Furthermore, The Resolution on the Right to Freedom of Expression on the Internet in Africa — ACHPR/Res. 362(LIX) 2016 — adopted by the African Commission on Human and Peoples’ Rights (ACHPR) in Banjul on 4 November 2016 reaffirms the fundamental right to freedom of information and expression enshrined under Article 9 of the ACHPR and in other international human rights instruments and recognises the role of the internet in advancing human and people’s rights in Africa.

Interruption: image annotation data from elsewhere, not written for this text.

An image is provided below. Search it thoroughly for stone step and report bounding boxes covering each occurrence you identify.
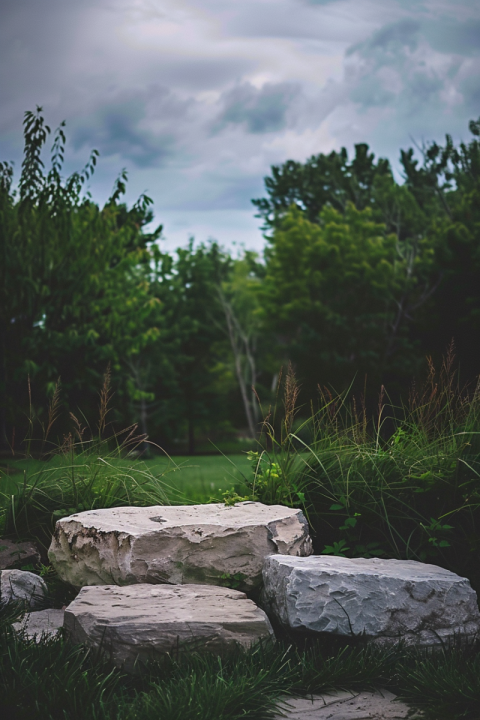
[262,555,480,645]
[12,608,64,642]
[274,690,420,720]
[64,583,273,671]
[49,502,311,591]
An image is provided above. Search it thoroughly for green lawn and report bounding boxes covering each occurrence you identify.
[145,454,251,503]
[0,453,251,504]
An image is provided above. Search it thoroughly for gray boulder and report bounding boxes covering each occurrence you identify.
[64,584,273,671]
[48,502,311,591]
[263,555,480,645]
[0,570,47,608]
[0,538,40,570]
[12,608,64,642]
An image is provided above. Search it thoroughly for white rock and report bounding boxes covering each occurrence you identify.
[263,555,480,645]
[0,570,47,608]
[12,608,64,642]
[64,584,273,671]
[48,502,311,590]
[274,690,420,720]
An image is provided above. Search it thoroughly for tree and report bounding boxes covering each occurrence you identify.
[150,238,230,455]
[262,205,436,396]
[217,252,265,438]
[0,108,161,443]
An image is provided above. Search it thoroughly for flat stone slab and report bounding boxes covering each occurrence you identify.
[0,538,40,570]
[275,690,420,720]
[64,584,273,671]
[12,609,65,642]
[48,502,311,591]
[262,555,480,645]
[0,570,47,608]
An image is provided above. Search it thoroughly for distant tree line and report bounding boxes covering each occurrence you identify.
[0,108,480,452]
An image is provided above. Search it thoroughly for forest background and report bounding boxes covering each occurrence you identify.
[0,109,480,454]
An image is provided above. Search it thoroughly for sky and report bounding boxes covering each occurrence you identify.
[0,0,480,250]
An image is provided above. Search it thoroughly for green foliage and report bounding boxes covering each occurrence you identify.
[244,362,480,585]
[0,108,161,443]
[253,122,480,399]
[0,373,175,547]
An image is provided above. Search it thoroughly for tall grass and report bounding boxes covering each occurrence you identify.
[0,372,175,546]
[237,350,480,585]
[0,607,480,720]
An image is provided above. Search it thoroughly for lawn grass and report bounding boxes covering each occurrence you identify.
[0,453,252,504]
[0,606,480,720]
[145,453,252,504]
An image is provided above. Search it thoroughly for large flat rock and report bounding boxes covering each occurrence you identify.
[64,584,273,671]
[49,502,311,591]
[263,555,480,645]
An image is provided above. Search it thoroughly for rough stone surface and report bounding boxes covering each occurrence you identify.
[49,502,311,591]
[275,690,420,720]
[263,555,480,645]
[0,570,47,608]
[13,609,65,642]
[64,584,273,671]
[0,538,40,570]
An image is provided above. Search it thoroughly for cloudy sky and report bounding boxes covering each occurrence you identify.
[0,0,480,249]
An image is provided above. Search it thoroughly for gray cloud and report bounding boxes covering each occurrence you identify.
[215,83,300,133]
[424,18,480,56]
[0,0,480,250]
[68,85,195,168]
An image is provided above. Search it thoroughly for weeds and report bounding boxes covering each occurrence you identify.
[0,608,480,720]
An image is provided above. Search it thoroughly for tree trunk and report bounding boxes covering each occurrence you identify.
[188,416,195,455]
[0,321,8,450]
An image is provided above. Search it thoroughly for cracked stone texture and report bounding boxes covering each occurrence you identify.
[0,570,47,608]
[275,690,420,720]
[64,584,273,671]
[262,555,480,645]
[0,538,40,570]
[48,502,311,591]
[12,609,64,642]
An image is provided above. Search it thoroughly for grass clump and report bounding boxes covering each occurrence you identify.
[0,372,175,547]
[232,350,480,589]
[0,607,480,720]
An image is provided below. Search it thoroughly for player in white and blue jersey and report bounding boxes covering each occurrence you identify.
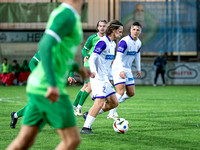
[80,20,123,134]
[107,22,142,119]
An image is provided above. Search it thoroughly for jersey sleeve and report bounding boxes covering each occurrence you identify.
[117,40,127,53]
[135,47,141,71]
[93,41,106,55]
[116,40,127,71]
[82,36,92,57]
[39,9,75,87]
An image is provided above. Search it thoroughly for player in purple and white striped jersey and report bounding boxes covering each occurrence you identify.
[80,20,123,134]
[107,22,142,119]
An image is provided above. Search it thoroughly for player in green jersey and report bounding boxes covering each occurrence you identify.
[10,52,40,128]
[73,20,107,116]
[7,0,90,150]
[10,52,75,128]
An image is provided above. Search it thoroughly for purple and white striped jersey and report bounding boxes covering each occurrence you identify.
[89,36,116,80]
[112,35,142,72]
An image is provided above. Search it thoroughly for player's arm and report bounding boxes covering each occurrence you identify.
[39,10,75,103]
[28,52,40,72]
[135,47,142,78]
[39,10,75,87]
[116,40,127,79]
[89,41,106,75]
[82,36,92,62]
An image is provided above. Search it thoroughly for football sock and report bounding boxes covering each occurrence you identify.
[83,114,95,128]
[77,104,82,109]
[73,91,83,106]
[119,92,130,103]
[78,90,90,106]
[14,113,18,118]
[14,106,26,118]
[98,109,104,114]
[108,93,122,116]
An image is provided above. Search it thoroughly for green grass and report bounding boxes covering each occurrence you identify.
[0,86,200,150]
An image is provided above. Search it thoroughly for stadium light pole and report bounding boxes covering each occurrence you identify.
[176,0,181,63]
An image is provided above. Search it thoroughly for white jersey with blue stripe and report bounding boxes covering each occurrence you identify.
[89,36,116,80]
[112,35,142,72]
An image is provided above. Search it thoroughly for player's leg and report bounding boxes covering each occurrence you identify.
[161,71,165,86]
[102,94,119,112]
[119,85,135,103]
[107,83,125,119]
[80,98,105,134]
[10,106,26,128]
[7,125,39,150]
[73,82,88,115]
[56,127,81,150]
[153,69,159,86]
[76,82,92,116]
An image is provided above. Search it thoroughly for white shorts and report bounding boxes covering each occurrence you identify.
[112,69,135,86]
[90,78,116,99]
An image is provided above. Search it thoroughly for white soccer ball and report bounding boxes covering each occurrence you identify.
[113,118,129,134]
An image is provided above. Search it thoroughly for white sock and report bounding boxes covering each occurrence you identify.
[14,113,18,118]
[73,105,77,109]
[98,109,104,114]
[77,104,82,109]
[83,114,95,128]
[119,92,130,103]
[108,93,122,116]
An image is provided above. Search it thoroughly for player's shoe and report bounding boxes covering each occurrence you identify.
[83,112,88,120]
[74,108,77,116]
[76,108,83,116]
[107,115,118,120]
[10,112,18,128]
[107,112,118,120]
[80,127,93,134]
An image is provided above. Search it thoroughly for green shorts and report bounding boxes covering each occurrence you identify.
[22,93,76,130]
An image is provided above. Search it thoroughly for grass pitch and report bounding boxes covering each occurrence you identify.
[0,86,200,150]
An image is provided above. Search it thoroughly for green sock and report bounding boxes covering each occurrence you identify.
[78,91,90,106]
[73,91,83,106]
[17,106,26,118]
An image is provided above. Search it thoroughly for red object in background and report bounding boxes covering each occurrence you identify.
[0,73,16,86]
[18,72,30,82]
[0,72,30,86]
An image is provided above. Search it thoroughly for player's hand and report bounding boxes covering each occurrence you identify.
[119,71,126,79]
[83,56,88,62]
[68,77,76,85]
[79,67,91,80]
[137,70,142,78]
[45,86,60,103]
[90,72,96,78]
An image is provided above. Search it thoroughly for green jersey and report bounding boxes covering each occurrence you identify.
[27,3,83,95]
[28,52,40,72]
[82,33,100,68]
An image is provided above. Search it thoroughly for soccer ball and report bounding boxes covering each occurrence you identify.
[113,118,129,134]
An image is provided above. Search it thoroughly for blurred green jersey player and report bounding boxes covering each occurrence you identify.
[10,52,40,128]
[7,0,90,150]
[73,20,107,116]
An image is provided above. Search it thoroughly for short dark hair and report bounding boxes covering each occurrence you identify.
[106,20,123,35]
[96,20,107,32]
[131,22,142,28]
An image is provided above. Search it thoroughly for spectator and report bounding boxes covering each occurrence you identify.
[20,59,30,72]
[0,58,11,74]
[12,60,20,85]
[153,51,167,86]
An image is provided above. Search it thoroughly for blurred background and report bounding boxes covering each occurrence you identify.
[0,0,200,85]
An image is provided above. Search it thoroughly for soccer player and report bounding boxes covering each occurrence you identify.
[80,20,123,134]
[73,20,107,116]
[107,22,142,119]
[10,52,40,128]
[7,0,90,150]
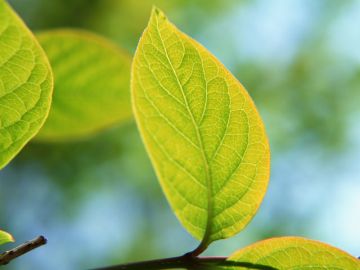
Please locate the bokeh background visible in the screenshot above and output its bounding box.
[0,0,360,270]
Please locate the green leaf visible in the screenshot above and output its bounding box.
[131,9,270,249]
[223,237,360,270]
[0,0,53,169]
[0,230,14,245]
[36,30,132,141]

As citizens, we cannot let our democracy get sucked into the black hole of arbitrary arrests for digital expressions, otherwise, Nigeria will be taken back to pre-independence times where citizens were not allowed to express their discontent with colonial masters. Nigeria’s democracy is threatened if the Federal government, State governments and their agencies decide to tow this line of irresponsible governance. The State’s primary obligation is the security and welfare of its citizens. This, unfortunately, is not guaranteed when journalists and social commentators are picked up at will by state actors who are threatened by criticism or dissent. Section 14 of Nigeria’s1999 Constitution provides that the Federal Republic of Nigeria shall be a State based on the principles of democracy and social justice. We must ask ourselves if Nigeria is currently being led per the principles of democracy and justice and if our country is not abiding by these principles, what can we as citizens do to ensure the respect for rule of law?
By our humanity, human rights are accorded to us, once these rights are removed or threatened by any machinery, we get on the verge of losing our collective humanity. I end this by asking us to reflect on what true freedom means to us. Does it lie in our ability to say yes or is it in our ability to say no without fear of punishment?